Emily is a student by day, but she works the night shift at a strip club to pay her tuition – she doesn’t think anyone will know her secret, until one day, her mysterious English teacher shows up! Does he know her? Will his secret ever come out? Pay 60 “tokens” to see what happens next, or you can watch commercials, or…
The story is pulpy and exaggerated, bursting with cringeworthy acting and writing. But these “microdramas” — TikTok-like shows with episodes of about one minute — generate billions of dollars a year.
First popular in China, the microdrama app is poised to have a breakout year in the US app market. According to app intelligence firm Appfigures, ReelShort will reach an estimated $1.2 billion in gross consumer spending by 2025, up 119% from 2024; Another leading app, DramaBox, made $276 million in gross consumer spending last year, more than doubling the 2024 number.
The market doesn’t seem to be slowing down. TikTok just launched a standalone microdrama app called PineDramaand a new app from a Hollywood veteran called GammaTime just raised $14 million, including checks from angel investors like Alexis Ohanian, Kris Jenner, and Kim Kardashian.

It is surprising to see a short-form, scripted drama app achieve such success when we are only five years removed from the implosion of Quibi. Quibi wants to be like Netflix, but with 10-minute episodes designed to be watched on the go. Founded by Dreamworks co-founder and former Disney chairman Jeffrey Katzenberg, Quibi raised more than $1.75 billion in funding from major Hollywood studios, then created shows with stars like Liam Hemsworth, Reese Witherspoon, and Anna Kendrick.
No one wants Quibi, and the app is a punchline because there are so many. But ReelShort — the app that featured the above shows called “My Sister Is the Warlord Queen” and “In Love with a Single Farmer-Daddy” — was a hit.
“How did they succeed where Quibi failed? They are basically OnlyFans to see women,” Eric Wei, economic expert and CEO of Karat Financial, told TechCrunch. “They do romance, where the title is all like, ‘My Alpha.’ It’s like ’50 Shades of Grey,’ but for vertical video.
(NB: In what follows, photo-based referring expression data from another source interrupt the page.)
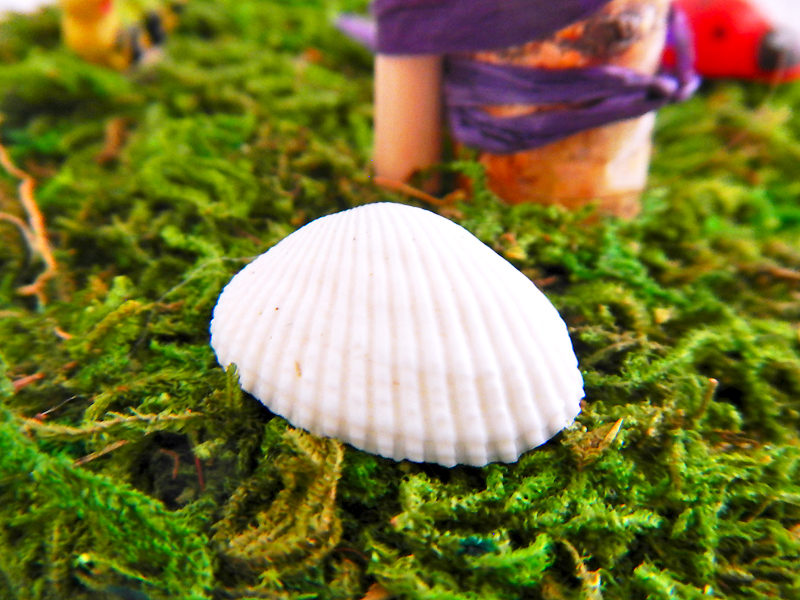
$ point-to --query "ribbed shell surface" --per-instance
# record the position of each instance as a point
(396, 330)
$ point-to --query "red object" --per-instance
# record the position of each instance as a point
(736, 38)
OnlyFans isn’t the best comparison (this show can be suggestive, even if it’s not pornographic), but Wei is right about selling sex. When a story looks like it’s hot, you’ll be asked to watch an ad or pay money to run. But the payoff is never that compelling, so you keep watching, only to see another pop-up asking for more money, or more ambiguous in-app currency.
The business model behind the app follows the same dark pattern as mobile games. It’s designed to keep users hooked on free content, giving them free in-app currency for logging in every day. As people spend more time in the app – which is designed to be addictive – they need more coins or tokens to unlock other episodes of the show, but there is no way to earn enough to get that fix without shelling out real money.
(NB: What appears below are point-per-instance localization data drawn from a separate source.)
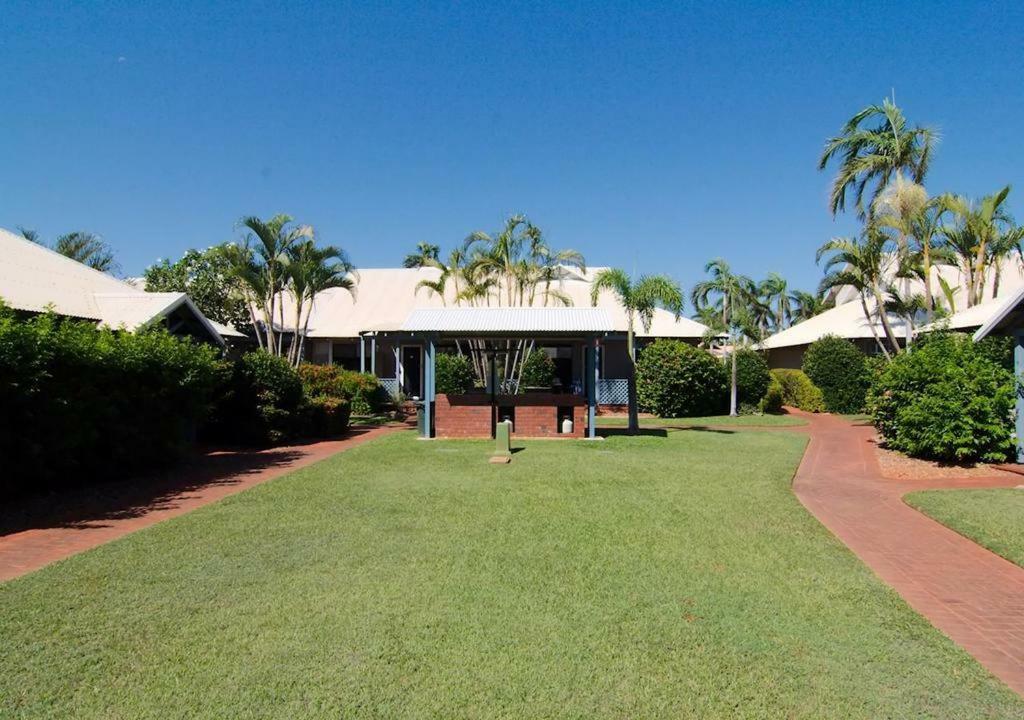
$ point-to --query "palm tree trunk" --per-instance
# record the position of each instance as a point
(732, 389)
(631, 382)
(870, 323)
(880, 306)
Sometimes the microdramas are interactive, allowing the viewer to choose the route the story will take – but the good choices (the woman fights the abusive ex) will cost a token, while the less satisfying ones (the abusive ex has no consequences for his actions) are free.
Soon, hooked viewers can ignore it and pay for a $20 weekly ad-free ticket, which, after a month, will cost more than HBO Max, Netflix, Hulu, Disney+, and Paramount Plus subscriptions combined.
As AI enters the picture, these companies will create content faster. LLM can’t write prestige dramas like HBO’s “Succession,” or even sitcoms like “The Big Bang Theory,” but the most successful microdramas are predictable and formulaic, so they don’t require human ingenuity and creativity. You will be shocked to find out how many microdrama starts with a scene in which a girl with glasses will be pushed down by a mean classmate, only to be saved by some popular jock, who notices that she is actually really pretty if she just takes off the glasses.
PocketFM, the audio series platform powered by Lightspeed, has embraced AI. Last year, they released a tool called CoPilottrained in thousands of hours of content to understand the “beats” of the story formula, helping the author add cliffhangers or plot twists to the story that predicts will make the audience want to watch more. Meanwhile, the Ukrainian company Holywater, which rose $22 million to fund microdrama app My Drama, calling itself “AI’s first entertainment network.”
While microdramas can run entirely on AI, Dhar Mann Studios CEO Sean Atkins thinks there’s also an opportunity for creators.
“Think about it – short-form is a little less overhead than long-form, and vertical is even more overhead,” Atkins told TechCrunch. “I think you’re going to see some creators start to do it significantly, especially because they have experience with low-cost production.”
The company has a great business model on its hands. But it is one that develops in a short period of attention, in-app purchases, and content that feels like “Cocomelon” for adults.